Texto Mariana Lima Cunha Fotos Nuno Botelho

Assim que a última deputada, a socialista Wanda Guimarães, anunciou o seu voto, levantou-se um ruído impossível de ignorar nas bancadas. Desde que as votações iam a meio que já se percebia: o contra iria ganhar. Os deputados que se tinham mostrado indecisos e que podiam inclinar a decisão para o “sim” estavam a abster-se ou a mostrar indecisões entre os projetos.

A eutanásia não será despenalizada: faltaram cinco votos favoráveis para isso acontecer (a iniciativa que reuniu mais apoios, a do PS, teve 110 votos a favor, quando precisaria de 115 para ser viabilizada, tendo em conta que estavam 229 deputados presentes). A chave esteve nos indecisos, que acabaram por se dividir na forma como votaram os projetos-lei, que eram quatro - com pequenas diferenças mas que não tinham que ver com o conteúdo propriamente dito. A resposta acabou por ficar, como se previa, nas mãos do PSD. Mas também houve uma surpresa do lado do PS: o deputado Miranda Calha, que não constava nas listas conhecidas de indecisos, votou contra. E vários deputados do PS votaram favoravelmente apenas a proposta do próprio partido, deixando as de BE, PAN e PEV cair.

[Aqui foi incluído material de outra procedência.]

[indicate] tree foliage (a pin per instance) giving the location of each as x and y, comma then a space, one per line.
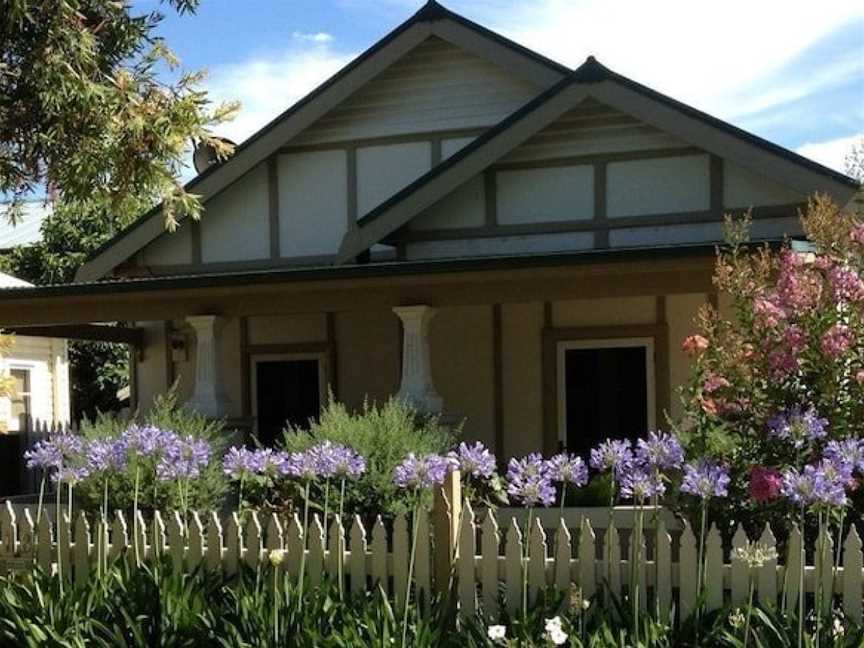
85, 108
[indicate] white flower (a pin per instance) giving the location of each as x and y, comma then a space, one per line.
553, 624
496, 633
557, 636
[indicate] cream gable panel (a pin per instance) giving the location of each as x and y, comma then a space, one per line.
436, 86
743, 188
235, 225
313, 203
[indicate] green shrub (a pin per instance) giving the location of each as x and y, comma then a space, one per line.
383, 435
205, 492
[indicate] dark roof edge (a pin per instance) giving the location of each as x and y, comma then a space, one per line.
359, 271
430, 12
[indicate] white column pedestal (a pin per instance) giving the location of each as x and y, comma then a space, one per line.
417, 387
209, 397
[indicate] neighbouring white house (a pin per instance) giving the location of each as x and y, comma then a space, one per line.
452, 219
38, 366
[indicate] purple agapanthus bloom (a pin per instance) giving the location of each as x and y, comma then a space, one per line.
474, 460
529, 482
105, 456
798, 426
568, 468
640, 484
660, 451
422, 472
612, 455
183, 459
147, 441
848, 451
705, 479
239, 463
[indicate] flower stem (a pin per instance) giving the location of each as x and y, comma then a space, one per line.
411, 559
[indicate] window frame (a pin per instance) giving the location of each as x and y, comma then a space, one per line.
256, 358
646, 342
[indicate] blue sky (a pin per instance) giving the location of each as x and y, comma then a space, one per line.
792, 72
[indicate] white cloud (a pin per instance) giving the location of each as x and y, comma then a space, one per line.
832, 153
319, 37
715, 56
268, 85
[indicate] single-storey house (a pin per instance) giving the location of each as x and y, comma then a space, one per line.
454, 219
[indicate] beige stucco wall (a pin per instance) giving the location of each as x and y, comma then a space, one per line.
368, 356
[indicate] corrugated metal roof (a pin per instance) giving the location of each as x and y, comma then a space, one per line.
25, 231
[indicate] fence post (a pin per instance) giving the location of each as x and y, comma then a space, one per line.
446, 514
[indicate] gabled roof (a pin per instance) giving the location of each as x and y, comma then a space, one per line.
431, 20
592, 79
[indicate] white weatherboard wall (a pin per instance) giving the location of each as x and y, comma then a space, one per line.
743, 188
384, 170
658, 186
552, 194
235, 225
434, 87
313, 202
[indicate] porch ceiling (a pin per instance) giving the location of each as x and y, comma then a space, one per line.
366, 287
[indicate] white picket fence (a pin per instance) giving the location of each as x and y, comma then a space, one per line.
491, 557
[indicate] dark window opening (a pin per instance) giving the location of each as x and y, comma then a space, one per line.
287, 393
606, 395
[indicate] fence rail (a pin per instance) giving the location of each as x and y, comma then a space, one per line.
491, 556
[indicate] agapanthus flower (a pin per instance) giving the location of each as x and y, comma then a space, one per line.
765, 484
528, 481
660, 451
240, 463
146, 441
183, 459
705, 479
848, 451
474, 460
566, 468
798, 426
105, 455
422, 472
612, 455
639, 484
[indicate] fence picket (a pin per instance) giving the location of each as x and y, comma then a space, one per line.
563, 555
317, 551
465, 566
663, 557
81, 550
357, 557
513, 553
536, 561
853, 563
252, 542
792, 577
294, 544
379, 555
195, 529
713, 570
214, 542
688, 559
401, 549
119, 538
766, 578
174, 529
233, 544
587, 559
612, 553
489, 542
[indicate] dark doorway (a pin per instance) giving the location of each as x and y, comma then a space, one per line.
288, 392
606, 395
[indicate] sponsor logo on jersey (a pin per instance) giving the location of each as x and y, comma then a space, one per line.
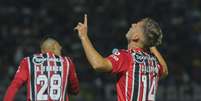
115, 52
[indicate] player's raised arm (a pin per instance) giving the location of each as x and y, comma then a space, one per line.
161, 60
97, 61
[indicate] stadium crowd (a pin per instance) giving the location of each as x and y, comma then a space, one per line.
24, 22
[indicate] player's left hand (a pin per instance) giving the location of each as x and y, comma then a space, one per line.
82, 28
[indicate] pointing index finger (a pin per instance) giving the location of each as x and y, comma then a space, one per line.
85, 19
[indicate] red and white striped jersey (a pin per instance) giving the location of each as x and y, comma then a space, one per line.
138, 74
47, 76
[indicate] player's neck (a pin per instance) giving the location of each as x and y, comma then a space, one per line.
133, 45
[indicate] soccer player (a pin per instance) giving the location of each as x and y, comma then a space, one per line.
138, 68
48, 75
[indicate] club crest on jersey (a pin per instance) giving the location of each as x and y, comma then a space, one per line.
115, 52
139, 58
38, 59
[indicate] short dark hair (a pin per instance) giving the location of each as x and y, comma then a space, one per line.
49, 36
152, 32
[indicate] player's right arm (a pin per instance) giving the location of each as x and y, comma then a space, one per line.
98, 62
17, 82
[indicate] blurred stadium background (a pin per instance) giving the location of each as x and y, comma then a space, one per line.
24, 22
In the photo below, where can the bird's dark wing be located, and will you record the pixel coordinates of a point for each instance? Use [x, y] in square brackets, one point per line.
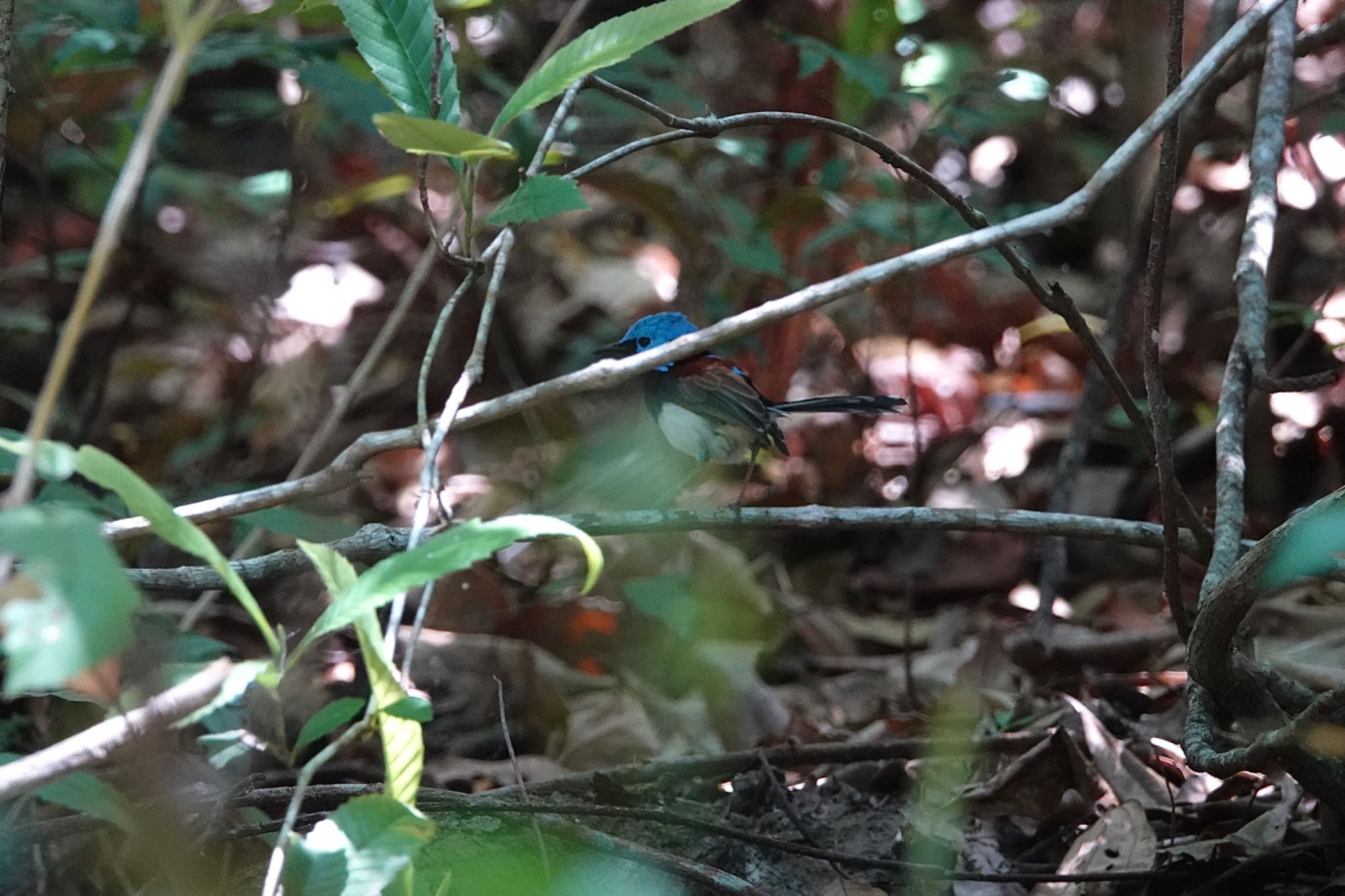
[717, 390]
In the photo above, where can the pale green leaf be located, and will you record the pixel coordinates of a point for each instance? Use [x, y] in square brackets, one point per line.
[445, 553]
[413, 708]
[141, 498]
[84, 612]
[397, 41]
[404, 744]
[89, 796]
[54, 459]
[378, 839]
[539, 198]
[327, 720]
[241, 676]
[439, 137]
[604, 45]
[313, 871]
[335, 571]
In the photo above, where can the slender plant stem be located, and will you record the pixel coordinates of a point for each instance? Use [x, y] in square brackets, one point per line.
[120, 205]
[305, 775]
[376, 542]
[6, 54]
[346, 467]
[1153, 300]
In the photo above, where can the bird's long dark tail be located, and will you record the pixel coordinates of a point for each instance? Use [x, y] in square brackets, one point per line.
[841, 405]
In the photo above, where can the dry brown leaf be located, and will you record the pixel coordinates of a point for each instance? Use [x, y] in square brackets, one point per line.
[1125, 773]
[1029, 789]
[1119, 842]
[607, 729]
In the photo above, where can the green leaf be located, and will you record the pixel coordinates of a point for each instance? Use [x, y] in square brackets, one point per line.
[378, 839]
[1023, 85]
[439, 137]
[89, 796]
[404, 746]
[440, 555]
[350, 97]
[142, 499]
[55, 459]
[667, 598]
[84, 612]
[413, 708]
[314, 871]
[327, 720]
[397, 39]
[814, 54]
[335, 571]
[539, 198]
[602, 46]
[241, 676]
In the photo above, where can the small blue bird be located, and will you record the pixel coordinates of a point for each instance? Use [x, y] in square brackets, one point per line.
[709, 409]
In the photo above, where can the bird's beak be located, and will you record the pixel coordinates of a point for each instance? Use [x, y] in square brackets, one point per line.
[617, 350]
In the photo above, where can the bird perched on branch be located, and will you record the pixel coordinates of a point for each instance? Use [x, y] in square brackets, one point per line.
[709, 409]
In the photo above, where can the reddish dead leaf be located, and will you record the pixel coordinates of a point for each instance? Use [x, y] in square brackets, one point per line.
[1128, 775]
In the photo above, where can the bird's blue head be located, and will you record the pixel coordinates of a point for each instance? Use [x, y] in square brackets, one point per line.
[649, 332]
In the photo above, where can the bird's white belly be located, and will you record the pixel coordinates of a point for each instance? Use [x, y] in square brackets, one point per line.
[695, 436]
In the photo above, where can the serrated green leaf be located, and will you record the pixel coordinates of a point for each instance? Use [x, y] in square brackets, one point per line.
[378, 839]
[142, 499]
[539, 198]
[335, 571]
[404, 744]
[241, 676]
[440, 555]
[54, 459]
[397, 39]
[602, 46]
[327, 720]
[313, 871]
[84, 612]
[439, 139]
[89, 796]
[413, 708]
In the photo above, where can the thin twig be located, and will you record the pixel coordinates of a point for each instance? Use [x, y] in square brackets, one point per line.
[95, 744]
[374, 542]
[1264, 203]
[697, 767]
[305, 775]
[435, 335]
[518, 778]
[1153, 297]
[1251, 58]
[345, 468]
[1051, 296]
[456, 803]
[471, 373]
[1247, 355]
[345, 400]
[120, 203]
[6, 53]
[435, 441]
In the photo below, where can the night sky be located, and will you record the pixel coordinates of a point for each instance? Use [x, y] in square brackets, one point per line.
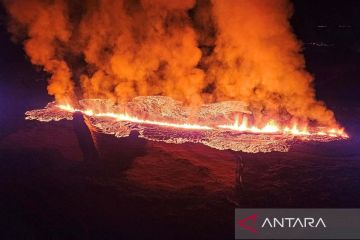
[46, 194]
[330, 31]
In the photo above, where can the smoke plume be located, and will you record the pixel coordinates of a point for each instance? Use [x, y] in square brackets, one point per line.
[193, 51]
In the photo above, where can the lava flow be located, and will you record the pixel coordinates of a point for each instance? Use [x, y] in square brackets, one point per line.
[167, 120]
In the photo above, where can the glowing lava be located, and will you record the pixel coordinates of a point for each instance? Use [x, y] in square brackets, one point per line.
[271, 127]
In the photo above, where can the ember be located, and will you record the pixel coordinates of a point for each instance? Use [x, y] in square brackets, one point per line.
[167, 120]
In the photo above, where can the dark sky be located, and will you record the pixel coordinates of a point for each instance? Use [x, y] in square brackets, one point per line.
[330, 31]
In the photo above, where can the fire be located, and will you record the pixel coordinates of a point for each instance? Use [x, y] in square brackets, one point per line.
[127, 118]
[271, 127]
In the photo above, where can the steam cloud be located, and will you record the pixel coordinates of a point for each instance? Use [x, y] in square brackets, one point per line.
[194, 51]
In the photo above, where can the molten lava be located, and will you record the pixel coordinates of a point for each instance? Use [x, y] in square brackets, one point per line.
[216, 125]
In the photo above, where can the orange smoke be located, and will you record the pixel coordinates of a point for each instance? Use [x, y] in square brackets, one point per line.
[194, 51]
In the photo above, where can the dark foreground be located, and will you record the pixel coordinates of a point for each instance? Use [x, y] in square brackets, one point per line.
[53, 186]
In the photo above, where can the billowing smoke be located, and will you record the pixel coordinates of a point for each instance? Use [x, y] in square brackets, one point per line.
[193, 51]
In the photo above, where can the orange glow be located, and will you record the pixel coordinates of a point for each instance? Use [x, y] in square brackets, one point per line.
[271, 127]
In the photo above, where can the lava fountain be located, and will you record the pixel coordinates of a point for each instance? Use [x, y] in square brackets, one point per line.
[216, 125]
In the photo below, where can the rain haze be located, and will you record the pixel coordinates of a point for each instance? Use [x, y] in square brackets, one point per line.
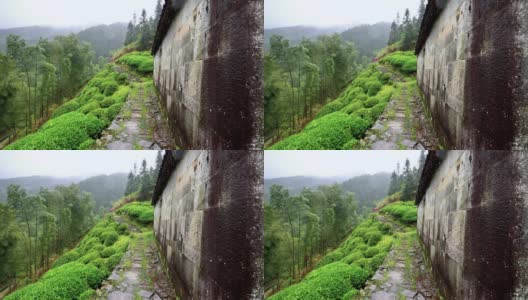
[285, 13]
[70, 163]
[64, 13]
[333, 163]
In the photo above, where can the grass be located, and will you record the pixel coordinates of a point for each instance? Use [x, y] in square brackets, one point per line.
[341, 123]
[142, 212]
[77, 273]
[403, 211]
[78, 123]
[141, 62]
[342, 272]
[405, 62]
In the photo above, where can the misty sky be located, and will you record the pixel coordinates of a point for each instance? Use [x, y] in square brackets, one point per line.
[333, 163]
[326, 13]
[70, 163]
[61, 13]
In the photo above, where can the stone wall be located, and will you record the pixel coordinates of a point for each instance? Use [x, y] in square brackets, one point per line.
[209, 73]
[473, 71]
[472, 222]
[208, 223]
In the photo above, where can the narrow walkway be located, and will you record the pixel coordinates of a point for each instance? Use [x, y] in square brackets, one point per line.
[403, 124]
[403, 275]
[140, 125]
[139, 275]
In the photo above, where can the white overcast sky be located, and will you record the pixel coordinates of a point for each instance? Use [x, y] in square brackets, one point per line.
[64, 13]
[326, 13]
[333, 163]
[70, 163]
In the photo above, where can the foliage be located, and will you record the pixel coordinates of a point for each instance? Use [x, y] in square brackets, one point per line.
[403, 211]
[72, 278]
[403, 61]
[346, 269]
[300, 78]
[77, 123]
[344, 121]
[299, 228]
[140, 211]
[36, 79]
[142, 62]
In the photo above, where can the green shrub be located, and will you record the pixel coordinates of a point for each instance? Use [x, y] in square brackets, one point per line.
[67, 257]
[107, 252]
[403, 211]
[403, 61]
[330, 108]
[142, 62]
[373, 237]
[352, 144]
[372, 251]
[107, 102]
[66, 108]
[66, 132]
[109, 238]
[111, 88]
[371, 102]
[373, 87]
[90, 106]
[122, 78]
[140, 211]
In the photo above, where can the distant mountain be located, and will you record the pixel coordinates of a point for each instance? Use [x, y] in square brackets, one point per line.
[368, 38]
[103, 38]
[367, 188]
[33, 184]
[32, 34]
[296, 33]
[105, 189]
[297, 183]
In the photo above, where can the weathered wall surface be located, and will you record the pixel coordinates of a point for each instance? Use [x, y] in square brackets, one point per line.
[472, 222]
[473, 71]
[209, 73]
[208, 223]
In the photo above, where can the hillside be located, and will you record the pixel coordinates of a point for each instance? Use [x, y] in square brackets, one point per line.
[367, 188]
[296, 33]
[103, 38]
[368, 38]
[105, 189]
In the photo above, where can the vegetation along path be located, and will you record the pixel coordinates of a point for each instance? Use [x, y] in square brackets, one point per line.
[403, 124]
[140, 125]
[139, 275]
[404, 273]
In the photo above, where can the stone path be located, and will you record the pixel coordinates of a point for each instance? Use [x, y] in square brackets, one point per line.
[139, 275]
[403, 124]
[140, 125]
[403, 274]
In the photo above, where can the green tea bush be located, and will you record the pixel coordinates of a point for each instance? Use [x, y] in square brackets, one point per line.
[142, 62]
[140, 211]
[66, 132]
[373, 87]
[76, 124]
[68, 281]
[331, 281]
[330, 108]
[403, 211]
[403, 61]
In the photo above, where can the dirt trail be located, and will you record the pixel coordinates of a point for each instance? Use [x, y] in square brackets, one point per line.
[403, 124]
[140, 125]
[139, 275]
[403, 274]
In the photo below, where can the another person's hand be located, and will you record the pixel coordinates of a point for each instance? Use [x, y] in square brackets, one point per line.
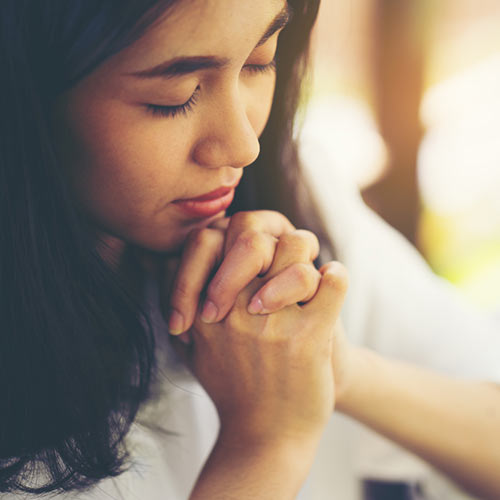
[270, 376]
[238, 249]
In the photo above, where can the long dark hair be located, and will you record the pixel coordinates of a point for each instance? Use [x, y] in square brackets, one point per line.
[76, 350]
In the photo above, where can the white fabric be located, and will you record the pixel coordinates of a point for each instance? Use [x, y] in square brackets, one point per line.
[395, 305]
[398, 307]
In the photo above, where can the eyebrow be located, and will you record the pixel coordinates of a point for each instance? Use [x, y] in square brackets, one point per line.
[180, 66]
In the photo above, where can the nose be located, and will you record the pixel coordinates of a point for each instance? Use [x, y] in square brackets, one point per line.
[229, 138]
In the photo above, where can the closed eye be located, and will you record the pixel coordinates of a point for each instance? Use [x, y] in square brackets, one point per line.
[261, 68]
[173, 111]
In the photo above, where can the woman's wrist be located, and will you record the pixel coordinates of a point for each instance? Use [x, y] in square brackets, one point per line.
[266, 469]
[358, 364]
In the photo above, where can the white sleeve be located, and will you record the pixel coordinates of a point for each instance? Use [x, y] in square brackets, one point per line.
[395, 304]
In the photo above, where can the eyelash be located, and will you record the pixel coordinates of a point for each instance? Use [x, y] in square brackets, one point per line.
[184, 109]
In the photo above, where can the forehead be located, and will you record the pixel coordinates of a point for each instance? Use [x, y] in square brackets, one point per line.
[203, 27]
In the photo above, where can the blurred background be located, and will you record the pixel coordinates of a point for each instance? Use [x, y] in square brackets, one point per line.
[409, 94]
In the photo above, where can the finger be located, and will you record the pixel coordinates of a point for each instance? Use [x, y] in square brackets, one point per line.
[202, 252]
[297, 246]
[251, 255]
[222, 223]
[329, 298]
[297, 283]
[266, 221]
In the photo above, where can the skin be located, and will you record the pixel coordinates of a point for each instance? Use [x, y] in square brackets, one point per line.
[126, 167]
[264, 360]
[126, 173]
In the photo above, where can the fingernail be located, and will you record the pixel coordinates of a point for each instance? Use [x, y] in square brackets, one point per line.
[210, 312]
[255, 306]
[176, 323]
[184, 338]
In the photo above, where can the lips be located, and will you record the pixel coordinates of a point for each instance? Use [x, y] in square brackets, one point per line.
[209, 204]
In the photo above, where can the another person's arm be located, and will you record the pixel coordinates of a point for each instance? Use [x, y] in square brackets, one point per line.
[453, 424]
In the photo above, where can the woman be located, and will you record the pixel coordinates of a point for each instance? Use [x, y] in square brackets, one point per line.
[124, 137]
[125, 129]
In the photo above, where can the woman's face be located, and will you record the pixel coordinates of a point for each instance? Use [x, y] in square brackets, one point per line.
[173, 117]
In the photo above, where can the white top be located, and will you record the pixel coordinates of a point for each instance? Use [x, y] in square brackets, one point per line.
[395, 305]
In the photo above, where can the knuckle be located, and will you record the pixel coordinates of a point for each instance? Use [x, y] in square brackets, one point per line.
[181, 293]
[301, 274]
[336, 276]
[204, 237]
[245, 219]
[252, 241]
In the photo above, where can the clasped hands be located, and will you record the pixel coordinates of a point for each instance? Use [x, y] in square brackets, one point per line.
[262, 338]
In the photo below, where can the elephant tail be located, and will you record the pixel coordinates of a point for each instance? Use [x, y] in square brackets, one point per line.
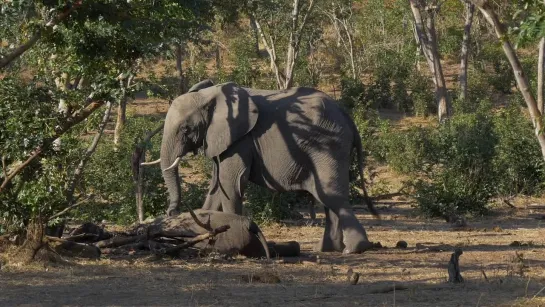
[359, 156]
[259, 234]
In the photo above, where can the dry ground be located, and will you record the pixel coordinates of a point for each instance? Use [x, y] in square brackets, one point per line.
[304, 282]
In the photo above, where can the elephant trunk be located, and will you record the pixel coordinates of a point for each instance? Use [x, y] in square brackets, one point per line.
[254, 229]
[170, 151]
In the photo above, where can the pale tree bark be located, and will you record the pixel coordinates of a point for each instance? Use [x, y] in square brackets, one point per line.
[425, 29]
[540, 68]
[78, 173]
[345, 36]
[469, 8]
[124, 83]
[182, 86]
[138, 157]
[17, 52]
[268, 42]
[285, 80]
[522, 81]
[256, 35]
[75, 118]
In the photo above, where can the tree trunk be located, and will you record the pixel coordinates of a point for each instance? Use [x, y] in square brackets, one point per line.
[78, 173]
[256, 35]
[520, 76]
[470, 8]
[428, 40]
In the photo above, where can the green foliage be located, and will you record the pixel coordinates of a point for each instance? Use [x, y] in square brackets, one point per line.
[518, 158]
[450, 42]
[243, 55]
[109, 176]
[265, 206]
[458, 167]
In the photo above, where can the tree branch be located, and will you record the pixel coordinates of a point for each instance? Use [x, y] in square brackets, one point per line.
[72, 206]
[75, 119]
[36, 36]
[78, 173]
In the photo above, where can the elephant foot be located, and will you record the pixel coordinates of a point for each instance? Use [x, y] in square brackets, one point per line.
[358, 248]
[328, 246]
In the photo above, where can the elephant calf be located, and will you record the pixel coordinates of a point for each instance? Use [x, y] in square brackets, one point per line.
[243, 237]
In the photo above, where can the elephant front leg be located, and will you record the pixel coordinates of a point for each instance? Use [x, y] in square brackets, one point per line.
[332, 240]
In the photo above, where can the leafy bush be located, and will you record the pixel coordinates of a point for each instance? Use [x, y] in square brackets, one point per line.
[518, 160]
[458, 167]
[421, 95]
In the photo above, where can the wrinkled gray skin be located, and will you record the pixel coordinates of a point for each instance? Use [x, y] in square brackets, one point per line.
[286, 140]
[243, 236]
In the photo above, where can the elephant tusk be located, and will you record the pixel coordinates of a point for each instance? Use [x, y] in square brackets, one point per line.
[175, 164]
[151, 163]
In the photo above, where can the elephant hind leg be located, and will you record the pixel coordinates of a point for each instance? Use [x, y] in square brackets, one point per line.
[332, 240]
[234, 174]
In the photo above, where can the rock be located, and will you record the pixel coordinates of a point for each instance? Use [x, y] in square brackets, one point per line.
[401, 244]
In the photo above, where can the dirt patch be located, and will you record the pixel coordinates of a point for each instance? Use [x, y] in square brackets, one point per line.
[495, 273]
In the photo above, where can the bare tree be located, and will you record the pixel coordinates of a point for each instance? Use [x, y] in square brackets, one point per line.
[17, 52]
[341, 18]
[522, 81]
[124, 84]
[425, 30]
[470, 9]
[78, 173]
[297, 26]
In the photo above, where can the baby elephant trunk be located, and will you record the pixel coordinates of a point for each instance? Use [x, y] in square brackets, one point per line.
[251, 248]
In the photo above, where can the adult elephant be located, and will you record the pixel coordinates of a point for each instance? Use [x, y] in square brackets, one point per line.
[287, 140]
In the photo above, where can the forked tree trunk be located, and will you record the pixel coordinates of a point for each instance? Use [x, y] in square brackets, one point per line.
[428, 40]
[78, 173]
[540, 69]
[522, 81]
[470, 8]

A tarde foi de suspense. A expectativa prolongava-se, aliás, desde que o dia começou: todas as informações pareciam incertas e mudavam a cada minuto. Se num momento se dava por garantida a vitória do “sim” à despenalização da eutanásia, no seguinte já se comentava que um deputado que seria decisivo ficara doente e não iria ao Parlamento. Quando já decorriam os primeiros minutos do debate, seguramente um dos mais aguardados desde o início do ano, continuava a ser impossível garantir resultados.

Talvez por isso, quando tomou a palavra, o deputado José Manuel Pureza, do BE, fez questão de “dar uma palavra” solidária aos deputados do PSD a favor dos projetos – uma espécie de apelo também, num momento em que estava justamente na mão desses deputados a aprovação dos diplomas. “Quero deixar uma palavra de muita confiança aos que na bancada do PSD saberão hoje interpretar a matriz liberal e humanista do partido”, afirmou, provocando muitos protestos e reclamações na bancada social-democrata.

Apesar de o lado do PSD estar dividido e de residir naquela bancada a chave para a vitória da despenalização, quem tomou repetidamente a palavra para falar e pedir esclarecimentos aos deputados dos outros partidos foi Rubina Berardo, que votou contra os projetos. E seguiu-se Fernando Negrão, líder parlamentar do PSD, que, já se sabia, também não é favorável à despenalização. “Venho falar daquele que acredito ser o sentimento maioritário da bancada social-democrata”, anunciou.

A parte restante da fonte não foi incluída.